NP-Completeness

An NP-complete problem is one of the hardest problems in the class NP, in a precise technical sense: every other problem in NP can be transformed into it efficiently, so a fast algorithm for one NP-complete problem would immediately give a fast algorithm for all of them. This makes the NP-complete problems a single linked fate - they all stand or fall together on the P vs NP question.

The concept comes from Stephen Cook’s 1971 paper “The Complexity of Theorem-Proving Procedures.” Cook showed that any problem recognizable by a polynomial-time-bounded nondeterministic Turing machine can be reduced to the problem of deciding whether a propositional formula is satisfiable. That made satisfiability (SAT) the first problem proved to be NP-complete - the result now known as the Cook-Levin theorem, since Leonid Levin reached a similar conclusion independently.

The Stanford Encyclopedia of Philosophy explains the practical weight of this idea: a great many natural and useful computational problems turn out to be NP-complete, and none of them is known to have any algorithm faster than exponential time.
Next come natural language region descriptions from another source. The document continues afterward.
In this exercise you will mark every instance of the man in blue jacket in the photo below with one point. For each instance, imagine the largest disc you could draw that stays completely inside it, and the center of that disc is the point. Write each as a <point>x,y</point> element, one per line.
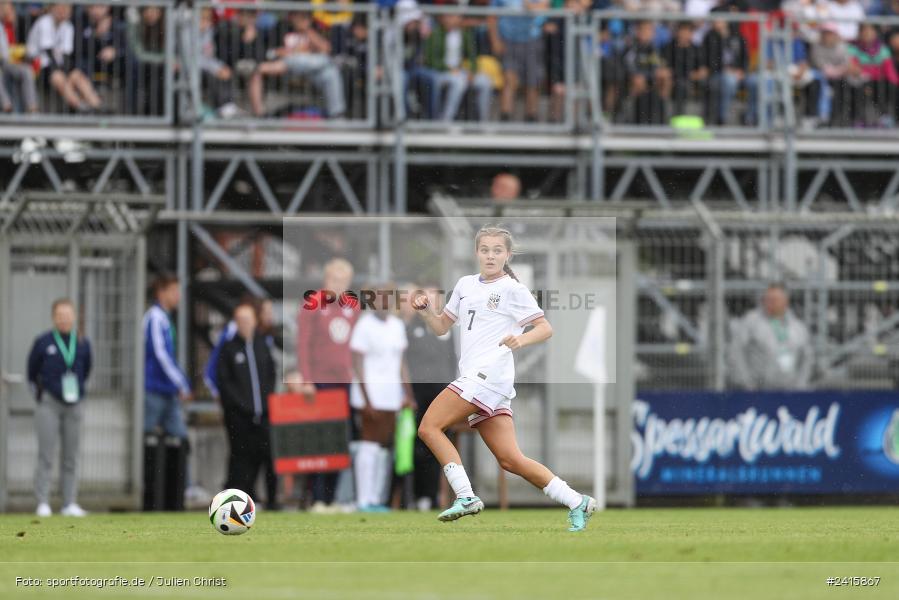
<point>165,384</point>
<point>58,366</point>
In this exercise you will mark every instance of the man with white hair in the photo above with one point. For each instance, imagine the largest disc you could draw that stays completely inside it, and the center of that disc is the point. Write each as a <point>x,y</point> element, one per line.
<point>771,347</point>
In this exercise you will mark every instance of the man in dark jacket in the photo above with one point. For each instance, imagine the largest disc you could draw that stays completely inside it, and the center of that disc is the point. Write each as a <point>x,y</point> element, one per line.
<point>727,62</point>
<point>58,366</point>
<point>246,378</point>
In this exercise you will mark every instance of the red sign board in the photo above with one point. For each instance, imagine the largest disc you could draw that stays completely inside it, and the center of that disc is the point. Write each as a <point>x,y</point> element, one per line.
<point>310,435</point>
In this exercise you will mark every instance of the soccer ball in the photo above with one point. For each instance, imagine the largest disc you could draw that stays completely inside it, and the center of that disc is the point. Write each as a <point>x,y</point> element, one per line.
<point>232,512</point>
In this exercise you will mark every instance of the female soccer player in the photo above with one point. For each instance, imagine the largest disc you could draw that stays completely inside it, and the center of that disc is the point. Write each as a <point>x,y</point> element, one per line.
<point>492,308</point>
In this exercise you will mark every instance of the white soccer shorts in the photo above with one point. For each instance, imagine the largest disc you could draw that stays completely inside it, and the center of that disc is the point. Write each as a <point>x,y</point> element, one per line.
<point>489,403</point>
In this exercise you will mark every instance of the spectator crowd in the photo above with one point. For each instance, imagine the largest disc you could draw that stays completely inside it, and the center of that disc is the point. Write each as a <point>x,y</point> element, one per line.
<point>657,59</point>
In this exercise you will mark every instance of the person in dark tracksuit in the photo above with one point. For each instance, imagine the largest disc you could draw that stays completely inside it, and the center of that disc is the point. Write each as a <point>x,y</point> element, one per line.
<point>210,372</point>
<point>58,365</point>
<point>165,384</point>
<point>246,377</point>
<point>432,364</point>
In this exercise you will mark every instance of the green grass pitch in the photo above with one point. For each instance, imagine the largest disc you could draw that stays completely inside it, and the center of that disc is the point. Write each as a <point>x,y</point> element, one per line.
<point>517,554</point>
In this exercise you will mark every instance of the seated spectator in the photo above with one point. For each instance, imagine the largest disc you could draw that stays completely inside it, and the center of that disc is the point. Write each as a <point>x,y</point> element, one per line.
<point>50,43</point>
<point>727,61</point>
<point>304,53</point>
<point>240,44</point>
<point>683,60</point>
<point>335,25</point>
<point>872,68</point>
<point>802,78</point>
<point>830,57</point>
<point>645,105</point>
<point>100,53</point>
<point>146,44</point>
<point>448,62</point>
<point>649,79</point>
<point>217,77</point>
<point>518,41</point>
<point>505,188</point>
<point>12,69</point>
<point>846,14</point>
<point>699,9</point>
Because they are all interreducible, finding one efficient algorithm would collapse the whole class to easy.

Shortly after Cook’s paper, Richard Karp showed that twenty-one well-known combinatorial problems are also NP-complete, demonstrating that NP-completeness was not a curiosity confined to logic but a pervasive feature of practical computation. Today thousands of problems across scheduling, routing, and optimization are known to be NP-complete.